Prostate cancer accounts for approximately 10% of all cancer-related deaths. Percutaneous radiotherapy is an external treatment that subjects cancer cells to ionising radiation over a specified period of time, and does not have any major side effects. Using CAT scans, 3-D radiation areas can be generated to minimise damage to proximal healthy tissue.
Nevertheless, healthy tissue could be damaged by an excessive radiation dose or an expanded radiation field. To eliminate this risk, Swedish device company Micropos Medical AB commissioned Raumedic AG to develop a localisation probe for its RayPilot system. The probe is placed via CT control directly at the tumour site. The implanted probe enables the physician to quickly and accurately localise the tumour and target radiation of the affected area while continuously recording and monitoring the strength of the radiation dose.

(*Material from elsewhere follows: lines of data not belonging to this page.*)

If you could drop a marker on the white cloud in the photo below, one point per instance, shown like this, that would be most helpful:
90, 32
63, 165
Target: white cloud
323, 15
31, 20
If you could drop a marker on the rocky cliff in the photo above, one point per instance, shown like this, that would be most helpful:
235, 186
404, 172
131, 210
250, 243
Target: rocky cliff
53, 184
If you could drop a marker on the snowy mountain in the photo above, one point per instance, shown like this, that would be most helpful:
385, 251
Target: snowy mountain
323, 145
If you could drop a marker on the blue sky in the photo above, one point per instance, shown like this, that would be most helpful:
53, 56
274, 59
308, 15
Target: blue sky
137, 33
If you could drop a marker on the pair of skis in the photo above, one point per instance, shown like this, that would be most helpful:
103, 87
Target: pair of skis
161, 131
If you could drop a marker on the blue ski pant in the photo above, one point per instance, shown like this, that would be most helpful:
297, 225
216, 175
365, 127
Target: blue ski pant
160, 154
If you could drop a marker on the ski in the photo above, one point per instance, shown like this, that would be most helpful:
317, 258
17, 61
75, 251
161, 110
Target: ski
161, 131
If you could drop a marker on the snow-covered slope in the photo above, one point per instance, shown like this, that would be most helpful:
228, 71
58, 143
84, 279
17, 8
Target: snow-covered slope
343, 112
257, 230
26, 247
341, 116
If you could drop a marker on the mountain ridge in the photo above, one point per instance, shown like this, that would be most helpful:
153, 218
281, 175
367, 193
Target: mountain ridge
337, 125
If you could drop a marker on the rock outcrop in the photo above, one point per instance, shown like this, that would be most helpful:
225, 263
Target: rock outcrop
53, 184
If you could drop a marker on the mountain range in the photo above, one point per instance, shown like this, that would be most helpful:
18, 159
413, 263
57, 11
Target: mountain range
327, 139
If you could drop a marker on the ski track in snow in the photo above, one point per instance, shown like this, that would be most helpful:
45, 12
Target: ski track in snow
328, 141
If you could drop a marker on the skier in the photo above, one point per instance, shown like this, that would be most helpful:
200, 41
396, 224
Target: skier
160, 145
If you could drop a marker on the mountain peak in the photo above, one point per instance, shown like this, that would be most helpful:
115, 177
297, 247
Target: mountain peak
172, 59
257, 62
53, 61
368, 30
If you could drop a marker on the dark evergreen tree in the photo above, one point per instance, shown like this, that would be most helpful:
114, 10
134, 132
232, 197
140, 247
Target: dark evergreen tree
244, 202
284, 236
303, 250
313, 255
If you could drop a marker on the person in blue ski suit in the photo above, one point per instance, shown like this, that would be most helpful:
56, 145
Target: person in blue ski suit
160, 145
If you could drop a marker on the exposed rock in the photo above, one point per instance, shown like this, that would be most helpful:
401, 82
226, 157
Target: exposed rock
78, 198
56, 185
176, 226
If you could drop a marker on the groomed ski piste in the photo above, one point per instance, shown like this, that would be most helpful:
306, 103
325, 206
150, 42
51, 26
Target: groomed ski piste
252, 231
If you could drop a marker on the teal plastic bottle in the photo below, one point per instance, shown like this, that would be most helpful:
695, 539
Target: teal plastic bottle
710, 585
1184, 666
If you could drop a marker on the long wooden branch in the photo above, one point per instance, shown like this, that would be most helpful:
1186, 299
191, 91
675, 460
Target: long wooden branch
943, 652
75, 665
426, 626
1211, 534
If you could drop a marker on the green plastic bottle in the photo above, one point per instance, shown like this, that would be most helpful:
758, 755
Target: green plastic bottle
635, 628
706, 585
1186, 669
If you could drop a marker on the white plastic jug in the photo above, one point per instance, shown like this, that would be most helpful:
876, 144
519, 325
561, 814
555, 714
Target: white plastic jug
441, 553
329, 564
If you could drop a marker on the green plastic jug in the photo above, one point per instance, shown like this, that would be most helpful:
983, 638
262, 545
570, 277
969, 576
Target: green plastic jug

To fabricate the probe, Raumedic chose a radiopaque polyurethane material because of its biotoxicological characteristics and haemocompatibility, as well its flexibility. The material also stands up well to extrusion and is compatible with electronic components that are embedded in the catheter tip.
Microcables are pulled into the tubing prior to encapsulation, and a connection is established between the electronics in the catheter’s proximal tip and a plug on the distal end. During these manufacturing steps, various assembly processes such as adhesives and soldering are applied. To ensure a secure connection, epoxy-based or UV-curing adhesives were used.
Sophisticated process steps, which include soldering small-diameter wires, are carried out by skilled personnel at microscope-equipped workstations. An alternative to inserting wires into tubing lumens is to embed the wires in the tubing wall during extrusion.
Raumedic has extensive materials and manufacturing expertise, and routinely integrates electronics such as microchips, storage devices or cameras into medical products.